Basicamente, por legalizar o uso de drogas ilícitas, entende-se postura da sociedade semelhante à referente ao atual consumo de bebidas alcoólicas.
Por outro lado, quase todos os países discutem cada vez mais intensamente o que é descriminalização ou despenalização do uso de drogas: o fato de a pessoa ser flagrada de posse de drogas ilícitas, até certa quantia considerada de uso pessoal, não é avaliado como comportamento criminal, portanto, o indivíduo não pode ser preso por esse motivo.
O Brasil discute esse problema desde 1996, quando foi apresentado o projeto de lei nš 105/96, que foi transformado na lei nš 10.409, de 11/01/02, que substituía a pena de prisão por medidas alternativas, como prestação de serviços à comunidade e pagamento de multa.
O que acontece nos outros países? Vamos utilizar os exemplos de três deles, citados com frequência como "modelos" de enfrentamento do problema: Portugal, Holanda e Suíça. Lá, o uso de drogas não é legalizado, apesar de repetidas veiculações na mídia informando o contrário. As pessoas não estão autorizadas a produzir, a vender, a utilizar drogas ilícitas. Em Amsterdã, por exemplo, é tolerável o uso de maconha em alguns cafés, sendo que nesses locais a quantia para consumo individual diminuiu de 30 g no passado para atuais 5 g.
Convêm lembrar que esse consumo é realizado quase que exclusivamente por turistas e que o uso de maconha nas ruas, nos parques e em lugares públicos não é permitido. Obviamente, nem sequer é discutido o uso público de outras drogas ilícitas, tais como cocaína, anfetaminas e heroína.
Nesses países -e isso serve de exemplo para nós-, as condições foram favoráveis para a ampla discussão, pela sociedade, da despenalização de drogas, por exemplo, com a oferta de bons serviços de atendimento a pacientes, para todas as classes sociais, além de campanhas de esclarecimento e prevenção em larga escala. É notório que as condições do nosso sistema de saúde, tanto no nível público quanto no privado, são muito limitadas e limitantes.
Além disso, o governo, principal formulador de políticas públicas, sugere o modelo de redução de danos como o ideal para enfrentar o problema das drogas. Ainda que reconhecendo os méritos dessa política de redução de danos no que é chamado de prevenção terciária (evitar a cronicidade de casos diagnosticados), sua efetividade é muito discutida para modelos de prevenção primária e secundária (diagnóstico precoce).
Mas para onde se dirigem as políticas públicas na área de drogas, atualmente?
Cada vez mais discute-se o consumo de bebidas alcoólicas e de tabaco, respeitando-se as liberdades individuais e os enormes interesses financeiros -o exemplo de hoje é a propaganda de tabaco no Grande Prêmio Brasil de Fórmula 1: apesar de ter sido banida, por lei, propaganda de tabaco em eventos esportivos e apesar das contínuas ameaças da Anvisa de aplicar multas diárias aos organizadores do GP, a propaganda no evento foi liberada, voltando atrás o governo na sua posição inicial).
Então, o movimento das drogas lícitas estará seguindo o atual movimento das drogas ilícitas, resumindo-se em maiores controles.
Por esses motivos, creio que é muito importante a imediata discussão da descriminalização de drogas em diversos fóruns (escolas, empresas, ONGs, famílias). Penso que, no Brasil, é necessário discussão, planejamento, ações efetivas na prevenção, no tratamento e na repressão do uso de drogas. E, atualmente, não é a legalização o caminho a ser tomado. O discurso, ainda que atraente e sedutor, é perigoso e estéril.
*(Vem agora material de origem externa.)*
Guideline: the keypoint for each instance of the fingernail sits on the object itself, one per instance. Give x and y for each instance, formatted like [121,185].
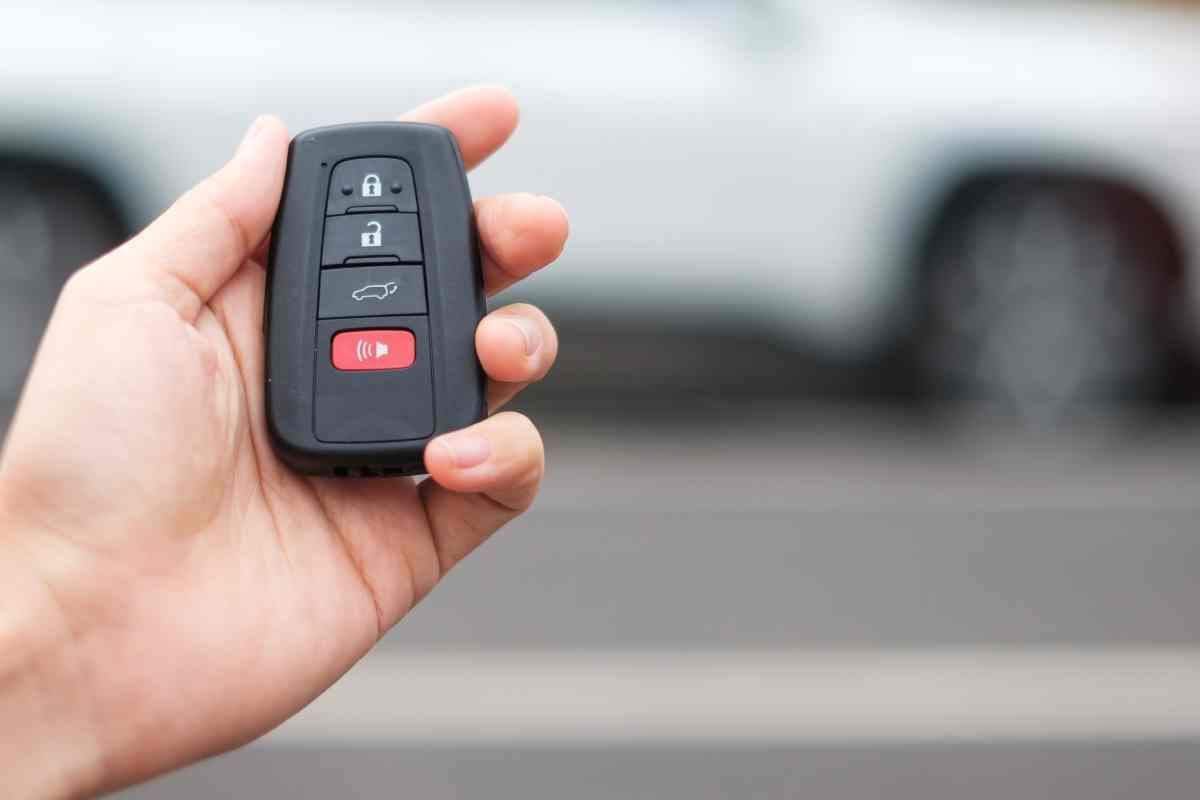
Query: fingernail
[255,128]
[467,450]
[529,332]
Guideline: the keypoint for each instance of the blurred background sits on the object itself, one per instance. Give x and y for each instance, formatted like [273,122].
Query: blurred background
[874,446]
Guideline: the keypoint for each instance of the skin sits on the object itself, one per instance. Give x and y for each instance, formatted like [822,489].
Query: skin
[168,589]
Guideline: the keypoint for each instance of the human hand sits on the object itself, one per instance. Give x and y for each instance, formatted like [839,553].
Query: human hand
[168,589]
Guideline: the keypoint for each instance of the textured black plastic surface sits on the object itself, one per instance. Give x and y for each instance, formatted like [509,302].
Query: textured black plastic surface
[327,421]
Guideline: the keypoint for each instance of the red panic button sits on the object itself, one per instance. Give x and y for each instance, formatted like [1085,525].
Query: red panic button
[359,350]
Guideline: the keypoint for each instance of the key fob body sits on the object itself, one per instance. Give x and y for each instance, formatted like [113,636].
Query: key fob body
[372,300]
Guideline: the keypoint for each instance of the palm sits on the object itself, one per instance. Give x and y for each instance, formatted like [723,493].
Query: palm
[227,587]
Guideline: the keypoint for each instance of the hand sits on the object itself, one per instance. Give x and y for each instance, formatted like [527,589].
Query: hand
[175,590]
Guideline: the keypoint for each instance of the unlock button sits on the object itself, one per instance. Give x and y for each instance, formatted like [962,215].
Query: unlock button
[371,238]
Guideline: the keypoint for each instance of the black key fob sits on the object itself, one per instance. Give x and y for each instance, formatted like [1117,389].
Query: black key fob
[373,295]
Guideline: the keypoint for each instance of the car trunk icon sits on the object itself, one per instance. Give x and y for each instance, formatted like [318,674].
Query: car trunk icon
[376,292]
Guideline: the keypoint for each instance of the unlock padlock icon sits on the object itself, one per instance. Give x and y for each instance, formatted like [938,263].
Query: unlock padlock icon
[372,238]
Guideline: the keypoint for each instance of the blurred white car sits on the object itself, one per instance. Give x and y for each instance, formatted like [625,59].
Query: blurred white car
[1002,194]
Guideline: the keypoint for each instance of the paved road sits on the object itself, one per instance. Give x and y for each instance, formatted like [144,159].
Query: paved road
[1036,600]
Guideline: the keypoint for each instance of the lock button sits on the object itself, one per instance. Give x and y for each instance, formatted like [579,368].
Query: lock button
[371,239]
[371,185]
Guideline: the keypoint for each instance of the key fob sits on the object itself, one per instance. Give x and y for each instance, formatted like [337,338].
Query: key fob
[372,300]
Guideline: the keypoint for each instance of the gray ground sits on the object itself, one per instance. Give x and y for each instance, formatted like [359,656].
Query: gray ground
[801,530]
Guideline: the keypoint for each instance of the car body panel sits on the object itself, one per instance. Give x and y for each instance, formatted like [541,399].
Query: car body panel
[762,163]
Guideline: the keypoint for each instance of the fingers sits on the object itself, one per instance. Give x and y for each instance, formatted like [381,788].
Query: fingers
[517,346]
[198,244]
[481,119]
[520,234]
[480,477]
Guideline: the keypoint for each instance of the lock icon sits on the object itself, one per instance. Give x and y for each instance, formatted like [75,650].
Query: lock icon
[372,238]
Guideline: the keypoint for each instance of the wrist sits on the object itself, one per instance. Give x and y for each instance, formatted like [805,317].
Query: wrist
[48,745]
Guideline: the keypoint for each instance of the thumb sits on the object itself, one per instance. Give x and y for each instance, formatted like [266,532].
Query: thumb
[185,256]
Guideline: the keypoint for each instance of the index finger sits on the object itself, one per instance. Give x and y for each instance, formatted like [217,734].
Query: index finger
[481,119]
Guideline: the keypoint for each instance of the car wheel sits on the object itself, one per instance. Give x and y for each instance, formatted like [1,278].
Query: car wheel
[53,220]
[1048,300]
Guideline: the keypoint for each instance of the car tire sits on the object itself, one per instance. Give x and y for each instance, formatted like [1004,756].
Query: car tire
[1045,301]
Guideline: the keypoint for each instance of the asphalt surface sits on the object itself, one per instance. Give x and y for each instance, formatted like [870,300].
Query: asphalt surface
[801,536]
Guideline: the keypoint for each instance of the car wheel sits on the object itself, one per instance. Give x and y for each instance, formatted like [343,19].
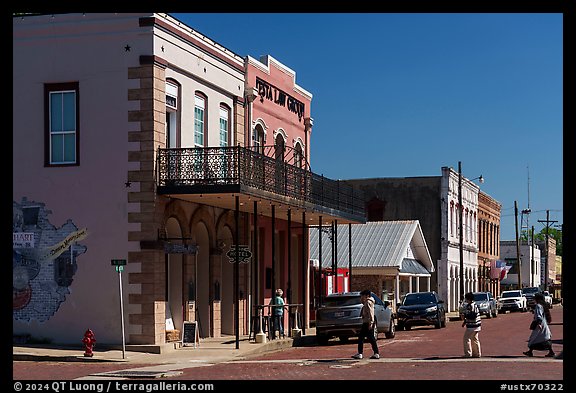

Arthur Guerra de Andrade, 48, professor titular de Psiquiatria da Faculdade de Medicina do ABC, é presidente do Conselho Técnico-Administrativo do Grea (Grupo de Estudos de álcool e Drogas), do Instituto de Psiquiatria da FMUSP).

aandrade@usp.br



Texto Anterior: TENDÊNCIAS/DEBATES
Devem-se descriminalizar as drogas como meio de combater o crime organizado?

Sim - Wálter Maierovitch: Proibição e legalização

Próximo Texto: Painel do leitor
Índice

UOL
Copyright Empresa Folha da Manhã S/A. Todos os direitos reservados. É proibida a reprodução do conteúdo desta página em qualquer meio de comunicação, eletrônico ou impresso, sem autorização escrita da Folhapress.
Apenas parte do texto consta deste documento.